Writing About the West

Full moon shines on the Three Sisters

  Monument Valley Tribal Park, Navajo Nation, Utah

Photo by Patricia Grady Cox

My writing aspirations began at the age of ten when I read The Diary of Anne Frank and started my own journal. In the

7th grade, I attempted my first novel: one chapter a week, involving aliens and shoot-outs.

   Testing in high school suggested I should be either a writer or a forest ranger, indicating (I think) a tendency to enjoy

being by myself. Either of those careers would have been a lot of fun but instead I became a social worker, which was

not always that much fun (although it had its moments).

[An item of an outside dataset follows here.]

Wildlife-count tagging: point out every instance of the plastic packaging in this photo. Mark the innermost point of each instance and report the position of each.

   Twenty-six years ago I left social services and Rhode Island and headed for the wide open spaces of the west.

I moved to Arizona. 

 My published nonfiction includes magazine essays, newspaper feature stories, and book-length ghostwritten memoirs.

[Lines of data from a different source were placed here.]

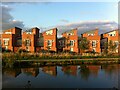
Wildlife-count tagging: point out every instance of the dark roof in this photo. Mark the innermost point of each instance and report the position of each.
(50, 29)
(91, 31)
(109, 31)
(69, 31)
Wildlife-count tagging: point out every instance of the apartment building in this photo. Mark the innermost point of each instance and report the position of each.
(110, 36)
(94, 38)
(69, 41)
(50, 40)
(11, 39)
(30, 39)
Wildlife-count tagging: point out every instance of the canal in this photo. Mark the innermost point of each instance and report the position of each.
(67, 76)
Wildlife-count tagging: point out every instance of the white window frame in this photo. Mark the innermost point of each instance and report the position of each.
(49, 42)
(71, 49)
(6, 42)
(94, 41)
(72, 42)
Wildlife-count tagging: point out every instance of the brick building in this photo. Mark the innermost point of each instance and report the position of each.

   I also researched, wrote and published a guide book for the Pioneer Arizona Living History Museum, located north of

Phoenix, Arizona, where I volunteered as a docent, portraying an 1800s ranch wife for several years.

   As for my fiction writing, I've won a few contests for novel chapters and short stories. I'm very proud to have my first novel, CHASM CREEK, chosen as a finalist in historical fiction by the New Mexico-Arizona Book Awards.

    I believe the experience of immersing myself in the 19th century, my love for the desert southwest and my interest in Arizona history, bring authenticity to my fiction writing set in the 1880s.

   I am a member of Western Writers of America and Women Writing the West.